Firstly, the formation of the US national security understanding, and the role
of National Security Council Report 68 (NSC-68) in shaping of the US security
concept during the Cold War will be explained. Secondly, the role of nuclear
deterrence in the establishment of national security concept will be discussed.
Finally, the concept of ‘security dilemma’ and the opinions of Robert Jervis on
security dilemma will be evaluated.
Keywords: National Security, Deterrence,
Cold War, Nuclear Threat, Security Dilemma
İkinci Dünya Savaşı
(1939-1945) sonrasında Amerika Birleşik Devletleri ve Sovyet Sosyalist
Cumhuriyetler Birliği liderliğinde iki kutuplu bir dünya düzeni ortaya çıktı.

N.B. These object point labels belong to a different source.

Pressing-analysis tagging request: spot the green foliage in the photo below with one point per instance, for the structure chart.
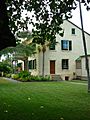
(23, 74)
(44, 101)
(15, 76)
(8, 75)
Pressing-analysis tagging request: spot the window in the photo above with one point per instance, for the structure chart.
(65, 64)
(73, 31)
(52, 46)
(66, 45)
(32, 64)
(78, 64)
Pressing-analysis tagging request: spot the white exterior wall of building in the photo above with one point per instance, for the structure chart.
(58, 54)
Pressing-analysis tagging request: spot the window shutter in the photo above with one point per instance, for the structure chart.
(61, 44)
(70, 45)
(30, 64)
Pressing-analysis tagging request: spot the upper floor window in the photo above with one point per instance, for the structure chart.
(65, 64)
(73, 31)
(66, 45)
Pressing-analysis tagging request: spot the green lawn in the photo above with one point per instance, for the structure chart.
(44, 101)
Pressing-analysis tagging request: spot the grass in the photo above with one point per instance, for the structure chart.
(44, 101)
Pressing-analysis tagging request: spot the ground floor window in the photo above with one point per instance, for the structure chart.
(32, 64)
(65, 64)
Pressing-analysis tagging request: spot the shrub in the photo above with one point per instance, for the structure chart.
(15, 76)
(24, 74)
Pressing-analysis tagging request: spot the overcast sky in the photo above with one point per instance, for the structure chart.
(86, 18)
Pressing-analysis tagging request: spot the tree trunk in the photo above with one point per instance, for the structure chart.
(26, 64)
(43, 64)
(85, 48)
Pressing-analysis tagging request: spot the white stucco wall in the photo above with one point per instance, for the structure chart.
(58, 54)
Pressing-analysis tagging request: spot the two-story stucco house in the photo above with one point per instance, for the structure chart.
(60, 60)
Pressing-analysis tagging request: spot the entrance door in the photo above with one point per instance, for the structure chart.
(52, 66)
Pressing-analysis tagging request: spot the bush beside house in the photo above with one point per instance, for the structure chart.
(25, 76)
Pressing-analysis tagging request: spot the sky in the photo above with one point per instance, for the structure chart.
(85, 15)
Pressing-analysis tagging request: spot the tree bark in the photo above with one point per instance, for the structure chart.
(6, 37)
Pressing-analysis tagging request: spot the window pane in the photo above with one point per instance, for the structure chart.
(64, 63)
(64, 44)
(70, 45)
(73, 31)
(52, 46)
(30, 64)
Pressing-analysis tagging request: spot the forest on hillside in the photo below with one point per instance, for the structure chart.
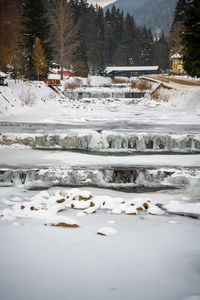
(74, 33)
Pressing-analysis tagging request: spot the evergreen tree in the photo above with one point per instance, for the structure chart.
(174, 38)
(35, 24)
(191, 39)
(161, 53)
(38, 58)
(63, 31)
(145, 48)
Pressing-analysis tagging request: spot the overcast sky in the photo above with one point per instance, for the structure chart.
(101, 2)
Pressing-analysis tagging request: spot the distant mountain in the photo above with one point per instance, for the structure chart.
(154, 14)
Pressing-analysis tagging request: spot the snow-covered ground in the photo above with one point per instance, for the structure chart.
(135, 237)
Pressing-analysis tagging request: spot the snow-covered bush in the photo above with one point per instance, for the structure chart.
(27, 98)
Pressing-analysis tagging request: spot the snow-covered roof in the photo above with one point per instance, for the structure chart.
(131, 68)
(177, 55)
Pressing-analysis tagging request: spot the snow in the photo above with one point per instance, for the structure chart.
(135, 68)
(176, 55)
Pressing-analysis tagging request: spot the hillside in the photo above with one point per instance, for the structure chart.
(157, 14)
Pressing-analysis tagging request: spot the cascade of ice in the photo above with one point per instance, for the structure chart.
(105, 140)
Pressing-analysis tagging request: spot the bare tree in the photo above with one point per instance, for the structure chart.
(64, 30)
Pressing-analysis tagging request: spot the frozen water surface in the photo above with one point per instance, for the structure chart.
(152, 257)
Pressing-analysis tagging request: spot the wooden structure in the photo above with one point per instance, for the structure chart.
(131, 71)
(177, 64)
(52, 82)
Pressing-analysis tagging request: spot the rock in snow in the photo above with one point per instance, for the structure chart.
(155, 210)
(107, 231)
(62, 222)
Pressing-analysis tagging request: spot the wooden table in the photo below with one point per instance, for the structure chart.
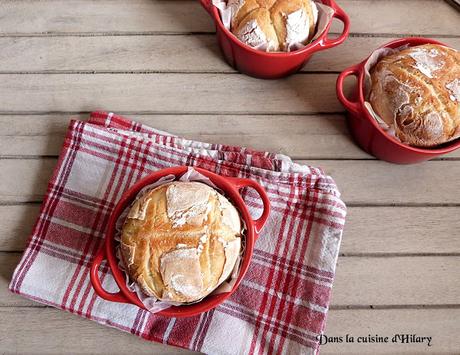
(158, 62)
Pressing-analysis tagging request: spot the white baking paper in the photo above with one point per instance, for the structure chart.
(325, 14)
(152, 303)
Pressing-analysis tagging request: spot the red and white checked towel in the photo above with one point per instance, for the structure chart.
(281, 305)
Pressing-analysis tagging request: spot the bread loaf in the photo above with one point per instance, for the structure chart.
(180, 241)
(417, 91)
(275, 24)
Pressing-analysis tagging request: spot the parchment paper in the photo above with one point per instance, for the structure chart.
(153, 304)
(325, 14)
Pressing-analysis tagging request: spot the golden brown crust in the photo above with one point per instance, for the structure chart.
(174, 239)
(257, 21)
(414, 91)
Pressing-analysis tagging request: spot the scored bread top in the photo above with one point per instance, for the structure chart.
(180, 241)
(274, 23)
(417, 91)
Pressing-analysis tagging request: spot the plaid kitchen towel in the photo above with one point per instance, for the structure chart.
(281, 305)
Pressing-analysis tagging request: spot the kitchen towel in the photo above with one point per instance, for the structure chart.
(282, 303)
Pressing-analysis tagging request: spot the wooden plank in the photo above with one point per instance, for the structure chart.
(440, 324)
(395, 281)
(424, 230)
(154, 53)
(145, 16)
(178, 93)
(48, 330)
(25, 180)
(106, 16)
(378, 182)
(323, 136)
(414, 230)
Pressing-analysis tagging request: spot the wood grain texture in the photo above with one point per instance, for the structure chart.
(155, 54)
(395, 281)
(25, 180)
(414, 230)
(322, 136)
(146, 16)
(48, 329)
(395, 230)
(312, 136)
(440, 324)
(160, 59)
(177, 93)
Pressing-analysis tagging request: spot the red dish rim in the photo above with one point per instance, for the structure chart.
(230, 186)
(359, 108)
(321, 41)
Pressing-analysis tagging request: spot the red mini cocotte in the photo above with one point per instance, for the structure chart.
(230, 187)
(365, 129)
(272, 65)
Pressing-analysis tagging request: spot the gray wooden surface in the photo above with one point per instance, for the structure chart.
(158, 62)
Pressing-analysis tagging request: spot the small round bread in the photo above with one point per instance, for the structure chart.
(274, 23)
(180, 241)
(417, 92)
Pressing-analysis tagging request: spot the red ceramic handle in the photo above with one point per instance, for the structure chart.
(239, 184)
(349, 105)
(342, 16)
(94, 276)
(207, 4)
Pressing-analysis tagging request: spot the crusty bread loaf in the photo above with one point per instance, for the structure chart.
(274, 23)
(417, 91)
(180, 241)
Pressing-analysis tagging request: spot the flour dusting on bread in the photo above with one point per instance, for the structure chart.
(174, 253)
(427, 61)
(415, 91)
(454, 89)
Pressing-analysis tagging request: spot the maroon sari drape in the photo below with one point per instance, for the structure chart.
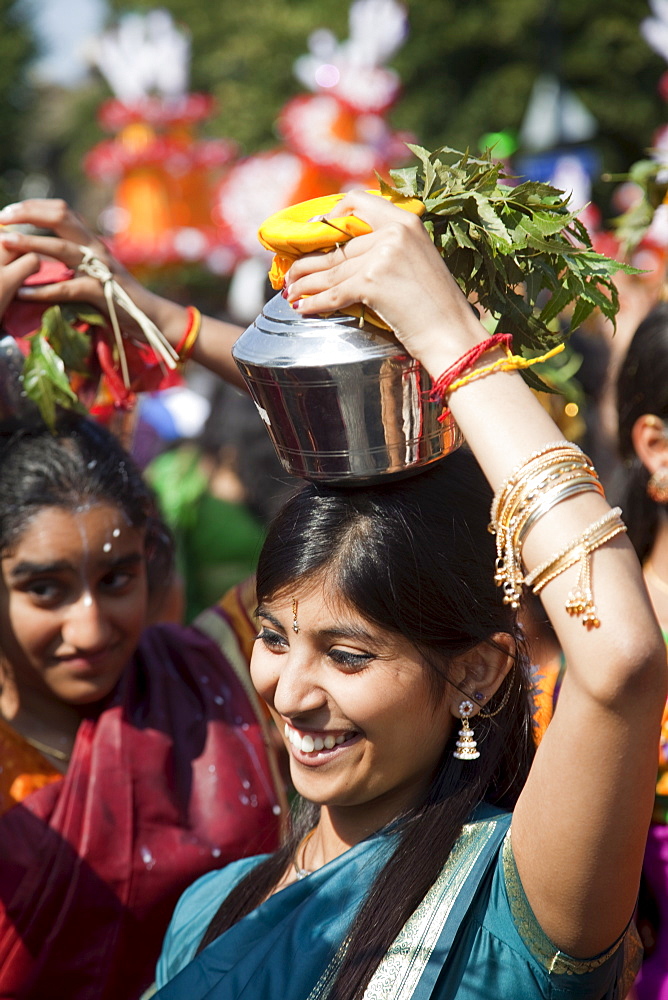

ABD liderliğindeki Batı Bloku ve SSCB liderliğindeki Doğu Bloku arasındaki
düşmanca ilişkiler Soğuk Savaş olarak tanımlandı. İki tarafın direkt askeri
çatışmadan kaçındığı bu dönemde askeri, siyasi, ekonomik, kültürel vb.
alanlarda büyük bir rekabet yaşandı. Her ne kadar sıcak çatışmadan uzak durmak
temel prensip olsa da nükleer silahlara sahip iki büyük gücün düşmanlığı askeri
seçeneklerin her zaman masada olmasını kaçınılmaz hale getirdi. Bu noktada
güvenlik sorunu hem ABD hem de SSCB için hayati bir konu haline geldi ve Soğuk
Savaş döneminde devletler arası ilişkilerin karakterinin şekillenmesinde etkili
oldu. SSCB’nin dağılması ve Soğuk Savaş’ın sona ermesiyle nükleer tehdit
temelli güvenlik kaygılarının sona ereceği öngörülüyordu. Ancak bir yanda
NATO’nun Doğu Avrupa ve Baltık bölgesindeki genişlemesi ve Ukrayna dahil yeni
ülkelerin katılma olasılığı diğer tarafta Rusya Federasyonu’nun dünya
siyasetinde yeniden süper güç olma çabaları güvenlik sorunlarının Soğuk Savaş
ile kapanmadığını gösterdi. Bu çerçevede, Soğuk Savaş dönemine dair bazı
konuların akademik camianın dikkatine yeniden sunulması faydalı olacaktır. Bu
makale Soğuk Savaş döneminde güvenlik sorununa dair bazı temel tartışmaları ele
alacaktır. Öncelikle, ABD’nin Soğuk Savaş dönemi ulusal güvenlik anlayışının
şekillenme süreci ve bu süreçte hazırlanan National Security Council Report
68’in (NSC-68) önemi açıklanacaktır. Sonrasında nükleer caydırıcılık
kavramı ve bunun Soğuk Savaş döneminde ulusal güvenliğin sağlanmasındaki rolü
tartışılacaktır. Son olarak da “güvenlik ikilemi” kavramı üzerinde
durulacaktır. Bu çerçevede, özellikle Robert Jervis’in güvenlik ikilemine dair
görüşleri değerlendirilecektir.
Anahtar Kelimeler: Ulusal Güvenlik, Caydırıcılık,
Soğuk Savaş, Nükleer Tehdit, Güvenlik İkilemi.